Le Maroc n’envisage pas d’importer du lait frais pasteurisé de l’Écosse ou d’ailleurs. Dans une déclaration exclusive accordée au journal «Le Matin», le président de Maroc Lait (Fédération interprofessionnelle de la filière), Rachid Khattate, déconstruit les rumeurs qui prétendaient, il y a quelques jours, que le Royaume était en négociation avec l’Écosse pour alimenter le marché en lait frais pasteurisé à partir de ce pays. Au contraire, affirme le patron de l’Interprofession, la filière affiche une production de 1,2 million de litres par jour, soit un niveau hautement supérieur à la demande locale. Éclairages.

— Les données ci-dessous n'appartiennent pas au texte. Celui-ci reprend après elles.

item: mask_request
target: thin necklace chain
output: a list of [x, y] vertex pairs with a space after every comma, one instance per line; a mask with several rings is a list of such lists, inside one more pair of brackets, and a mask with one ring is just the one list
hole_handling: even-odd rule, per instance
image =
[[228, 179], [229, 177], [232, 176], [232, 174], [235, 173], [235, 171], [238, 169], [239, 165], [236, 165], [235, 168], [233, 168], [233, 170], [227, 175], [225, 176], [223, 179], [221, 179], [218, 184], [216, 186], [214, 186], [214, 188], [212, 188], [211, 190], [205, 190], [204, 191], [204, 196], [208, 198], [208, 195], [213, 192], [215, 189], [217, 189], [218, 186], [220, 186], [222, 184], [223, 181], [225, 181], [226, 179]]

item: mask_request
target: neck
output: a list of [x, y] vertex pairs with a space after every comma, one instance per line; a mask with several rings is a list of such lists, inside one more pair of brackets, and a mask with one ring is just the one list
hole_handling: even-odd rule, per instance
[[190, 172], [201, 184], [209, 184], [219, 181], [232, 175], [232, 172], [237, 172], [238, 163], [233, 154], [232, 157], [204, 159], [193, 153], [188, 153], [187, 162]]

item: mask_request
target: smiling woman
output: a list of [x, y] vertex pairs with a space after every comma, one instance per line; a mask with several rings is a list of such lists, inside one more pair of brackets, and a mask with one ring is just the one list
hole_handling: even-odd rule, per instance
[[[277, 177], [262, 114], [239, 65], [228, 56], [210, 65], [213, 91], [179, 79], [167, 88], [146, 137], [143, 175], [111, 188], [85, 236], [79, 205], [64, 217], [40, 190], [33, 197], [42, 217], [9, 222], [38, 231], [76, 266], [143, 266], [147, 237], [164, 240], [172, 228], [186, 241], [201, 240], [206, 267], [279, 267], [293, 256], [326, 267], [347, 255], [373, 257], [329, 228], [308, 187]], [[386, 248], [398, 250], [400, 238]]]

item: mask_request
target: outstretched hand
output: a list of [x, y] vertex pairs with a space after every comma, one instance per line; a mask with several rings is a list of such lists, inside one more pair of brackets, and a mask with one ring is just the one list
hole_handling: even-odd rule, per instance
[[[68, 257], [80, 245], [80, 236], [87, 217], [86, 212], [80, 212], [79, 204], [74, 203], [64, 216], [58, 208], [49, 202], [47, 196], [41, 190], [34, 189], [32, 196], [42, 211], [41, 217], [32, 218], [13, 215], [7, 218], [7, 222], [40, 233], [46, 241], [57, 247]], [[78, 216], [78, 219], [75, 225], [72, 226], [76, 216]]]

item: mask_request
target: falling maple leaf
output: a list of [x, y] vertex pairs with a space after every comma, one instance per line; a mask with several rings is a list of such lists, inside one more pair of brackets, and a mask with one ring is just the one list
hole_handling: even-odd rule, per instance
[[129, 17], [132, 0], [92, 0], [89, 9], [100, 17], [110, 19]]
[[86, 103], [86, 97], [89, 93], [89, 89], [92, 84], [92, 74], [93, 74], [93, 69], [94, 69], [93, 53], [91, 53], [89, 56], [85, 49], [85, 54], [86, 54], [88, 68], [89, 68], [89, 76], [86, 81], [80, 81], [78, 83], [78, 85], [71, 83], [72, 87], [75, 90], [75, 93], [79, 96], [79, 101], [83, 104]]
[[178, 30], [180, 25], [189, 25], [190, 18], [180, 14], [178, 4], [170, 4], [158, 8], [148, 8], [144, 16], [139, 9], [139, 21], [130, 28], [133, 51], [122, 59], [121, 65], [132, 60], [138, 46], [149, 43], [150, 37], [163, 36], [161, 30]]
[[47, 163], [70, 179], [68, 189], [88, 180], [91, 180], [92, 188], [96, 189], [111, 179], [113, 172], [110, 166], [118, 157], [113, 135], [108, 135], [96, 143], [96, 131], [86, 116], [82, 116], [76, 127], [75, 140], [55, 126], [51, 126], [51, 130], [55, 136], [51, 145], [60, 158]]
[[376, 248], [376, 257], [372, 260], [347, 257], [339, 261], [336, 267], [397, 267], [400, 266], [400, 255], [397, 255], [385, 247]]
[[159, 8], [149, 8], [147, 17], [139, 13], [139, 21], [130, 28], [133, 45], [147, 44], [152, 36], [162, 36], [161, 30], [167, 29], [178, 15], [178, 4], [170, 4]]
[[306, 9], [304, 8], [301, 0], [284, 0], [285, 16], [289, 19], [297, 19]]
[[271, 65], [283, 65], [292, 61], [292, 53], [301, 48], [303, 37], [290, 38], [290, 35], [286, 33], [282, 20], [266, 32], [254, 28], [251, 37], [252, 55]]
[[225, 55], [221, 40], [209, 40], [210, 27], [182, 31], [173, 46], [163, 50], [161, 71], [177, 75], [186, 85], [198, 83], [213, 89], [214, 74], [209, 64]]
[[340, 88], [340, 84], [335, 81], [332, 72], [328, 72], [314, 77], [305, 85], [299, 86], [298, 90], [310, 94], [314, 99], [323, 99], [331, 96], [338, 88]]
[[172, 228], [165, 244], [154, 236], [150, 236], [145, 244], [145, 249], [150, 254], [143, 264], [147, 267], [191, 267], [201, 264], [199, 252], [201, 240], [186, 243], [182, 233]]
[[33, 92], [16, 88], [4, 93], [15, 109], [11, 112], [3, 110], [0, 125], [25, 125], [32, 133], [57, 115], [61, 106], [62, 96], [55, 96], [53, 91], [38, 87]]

La filière laitière au Maroc génère 49 millions de journées de travail par an et pèse un chiffre d’affaires annuel de 13 milliards de dirhams.
La filière laitière au Maroc génère 49 millions de journées de travail par an et pèse un chiffre d’affaires annuel de 13 milliards de dirhams.
«Non, il n’y aura pas de lait frais écossais sur le marché marocain !» L’affirmation est de Rachid Khattate, président de la Fédération interprofessionnelle de la filière laitière (Maroc Lait). Dans une déclaration exclusive au journal «Le Matin», le président de l’Interprofession coupe ainsi court aux rumeurs qui circulaient, il y a quelques jours, sur le marché, et qui prétendaient que le Royaume était en négociation avec l’Écosse pour l’importation du lait frais pasteurisé de ce pays, au motif que la filière traverse une zone de turbulences du fait de la succession des années de sécheresse. «Il s’agit, en effet, d’une ancienne proposition de l’Écosse que l’Exécutif marocain avait catégoriquement refusée», précise Khattate.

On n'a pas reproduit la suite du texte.